I was hoping to run the model with sample_priors = “only” twice (once for each theory) and then use loo and model_weights to compare how well them models do in predicting the data.
I can sample from the model’s fine, and the predicitons line up nicely with the data. But when I try to run loo, I get:
Error in validate_ll(log_ratios) : All input values must be finite
Does anybody have any insight as to what might be causing this?
[I’ll try and get a reproducable example coded up later today!]
If you sample only from prior, then there is no data to leave out in leave-one-out cross-validation. What you try to do is not logically valid.
Try computing prior predictive joint density that is also known as marginal likelihood with bridgesampling package. In that case you would also sample conditioning on data.
Thank you for your reply. It sounds like I am misunderstanding something, as I thought that the data is still included in the model object (under my_model$data)
I thought the model objects returned from brm are the same, whether I run sample_priors = “only”, not not.The only difference being that one only has samples from the prior, the other has samples from the estimated posterior. If they both contain the dataset, why can’t I run loo on both?
Clearly, my understanding is quite fuzzy in some places! And, I ended up in zoom meetings literally all day today, so I still haven’t done a simple reproducable example of what I’m after. But I hope my question makes sense!
Thank you again for your help. I will look into bridgesampling.
See videos on cross-validation and PSIS-LOO which is used by loo package. PSIS-LOO requires the full data posterior.

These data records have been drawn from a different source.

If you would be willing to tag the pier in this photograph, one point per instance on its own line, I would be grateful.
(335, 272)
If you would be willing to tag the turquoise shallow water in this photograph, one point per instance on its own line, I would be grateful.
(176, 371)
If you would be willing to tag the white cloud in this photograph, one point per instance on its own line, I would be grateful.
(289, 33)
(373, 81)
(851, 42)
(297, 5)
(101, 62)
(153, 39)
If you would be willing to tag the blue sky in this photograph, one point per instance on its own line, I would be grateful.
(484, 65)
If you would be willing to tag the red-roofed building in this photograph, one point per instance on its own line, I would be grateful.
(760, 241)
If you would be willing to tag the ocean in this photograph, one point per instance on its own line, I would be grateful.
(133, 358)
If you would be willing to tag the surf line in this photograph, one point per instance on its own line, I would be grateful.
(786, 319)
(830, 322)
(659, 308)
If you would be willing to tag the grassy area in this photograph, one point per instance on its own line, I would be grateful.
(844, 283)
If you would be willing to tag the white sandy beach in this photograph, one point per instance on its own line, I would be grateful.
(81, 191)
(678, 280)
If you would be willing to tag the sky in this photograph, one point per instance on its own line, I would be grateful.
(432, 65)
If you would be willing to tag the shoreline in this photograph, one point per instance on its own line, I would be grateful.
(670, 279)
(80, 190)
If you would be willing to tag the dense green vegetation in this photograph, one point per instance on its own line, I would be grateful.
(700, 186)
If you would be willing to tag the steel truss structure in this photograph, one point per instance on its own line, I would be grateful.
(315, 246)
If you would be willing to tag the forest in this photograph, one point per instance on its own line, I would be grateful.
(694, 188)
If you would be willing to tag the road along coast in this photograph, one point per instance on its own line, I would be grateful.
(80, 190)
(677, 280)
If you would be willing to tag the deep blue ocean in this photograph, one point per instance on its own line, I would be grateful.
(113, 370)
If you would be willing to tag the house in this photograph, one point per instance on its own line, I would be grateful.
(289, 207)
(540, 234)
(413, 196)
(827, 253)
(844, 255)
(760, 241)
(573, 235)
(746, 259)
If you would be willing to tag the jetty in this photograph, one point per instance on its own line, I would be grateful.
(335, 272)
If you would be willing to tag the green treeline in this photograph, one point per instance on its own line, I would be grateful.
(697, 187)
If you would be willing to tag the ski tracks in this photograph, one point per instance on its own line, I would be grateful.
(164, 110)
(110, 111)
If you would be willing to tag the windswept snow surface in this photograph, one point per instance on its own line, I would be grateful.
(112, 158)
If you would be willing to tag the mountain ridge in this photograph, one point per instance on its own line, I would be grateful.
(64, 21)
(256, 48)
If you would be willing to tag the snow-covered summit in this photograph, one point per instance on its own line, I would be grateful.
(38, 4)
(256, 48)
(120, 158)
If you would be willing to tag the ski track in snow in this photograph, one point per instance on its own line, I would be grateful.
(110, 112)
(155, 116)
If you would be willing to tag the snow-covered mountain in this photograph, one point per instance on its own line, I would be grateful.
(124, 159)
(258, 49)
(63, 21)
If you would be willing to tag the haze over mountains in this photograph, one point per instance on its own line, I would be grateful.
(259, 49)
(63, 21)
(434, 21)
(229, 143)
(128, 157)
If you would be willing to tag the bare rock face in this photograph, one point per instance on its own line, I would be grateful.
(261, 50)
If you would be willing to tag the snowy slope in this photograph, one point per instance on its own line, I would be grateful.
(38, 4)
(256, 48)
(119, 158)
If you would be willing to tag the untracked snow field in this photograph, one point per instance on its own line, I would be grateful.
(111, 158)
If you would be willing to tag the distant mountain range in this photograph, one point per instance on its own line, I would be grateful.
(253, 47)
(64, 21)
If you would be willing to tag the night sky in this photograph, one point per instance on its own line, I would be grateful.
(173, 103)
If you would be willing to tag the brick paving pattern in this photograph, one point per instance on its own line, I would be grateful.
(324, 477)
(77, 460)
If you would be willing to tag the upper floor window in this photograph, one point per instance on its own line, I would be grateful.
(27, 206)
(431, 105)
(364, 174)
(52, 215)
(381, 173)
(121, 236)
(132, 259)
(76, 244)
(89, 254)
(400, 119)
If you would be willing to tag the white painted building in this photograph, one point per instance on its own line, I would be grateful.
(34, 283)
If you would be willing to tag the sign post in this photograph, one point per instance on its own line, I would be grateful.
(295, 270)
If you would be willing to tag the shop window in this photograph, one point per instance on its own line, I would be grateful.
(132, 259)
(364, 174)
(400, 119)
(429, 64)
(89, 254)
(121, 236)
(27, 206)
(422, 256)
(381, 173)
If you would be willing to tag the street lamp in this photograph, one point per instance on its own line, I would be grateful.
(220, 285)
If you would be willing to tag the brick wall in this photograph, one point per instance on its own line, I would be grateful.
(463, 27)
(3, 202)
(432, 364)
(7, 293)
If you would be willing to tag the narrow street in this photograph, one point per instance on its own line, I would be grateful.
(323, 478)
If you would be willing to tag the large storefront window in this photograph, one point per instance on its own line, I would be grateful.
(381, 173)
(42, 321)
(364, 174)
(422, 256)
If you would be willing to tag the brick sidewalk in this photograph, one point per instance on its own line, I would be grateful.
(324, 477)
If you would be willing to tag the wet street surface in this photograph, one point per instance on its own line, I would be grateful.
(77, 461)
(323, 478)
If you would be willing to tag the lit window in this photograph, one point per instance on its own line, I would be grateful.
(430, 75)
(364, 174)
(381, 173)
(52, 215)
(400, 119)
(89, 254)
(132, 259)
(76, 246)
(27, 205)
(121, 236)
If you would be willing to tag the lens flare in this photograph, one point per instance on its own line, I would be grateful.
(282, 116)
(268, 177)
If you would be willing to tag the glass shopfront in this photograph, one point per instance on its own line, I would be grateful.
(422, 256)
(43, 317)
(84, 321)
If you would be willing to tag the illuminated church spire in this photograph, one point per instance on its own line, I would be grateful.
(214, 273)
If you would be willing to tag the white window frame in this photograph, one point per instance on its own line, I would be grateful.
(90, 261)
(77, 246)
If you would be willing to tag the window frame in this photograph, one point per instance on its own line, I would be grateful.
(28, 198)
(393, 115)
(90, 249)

The dataset may be in the fit object, but if you are sampling from the prior it’s not used for the posterior. leave-one-out makes only sense if you have used some data to update the posterior. When you are sampling only from the prior you are already doing leave-all-data out inference, and maybe what you need is Holdout validation and K-fold cross-validation of Stan programs with the loo package and just replace holdout validation with leave all out validation (ie prior predictive performance). Difference to using bridgesampling is how easy it is do pointwise or joint predictions.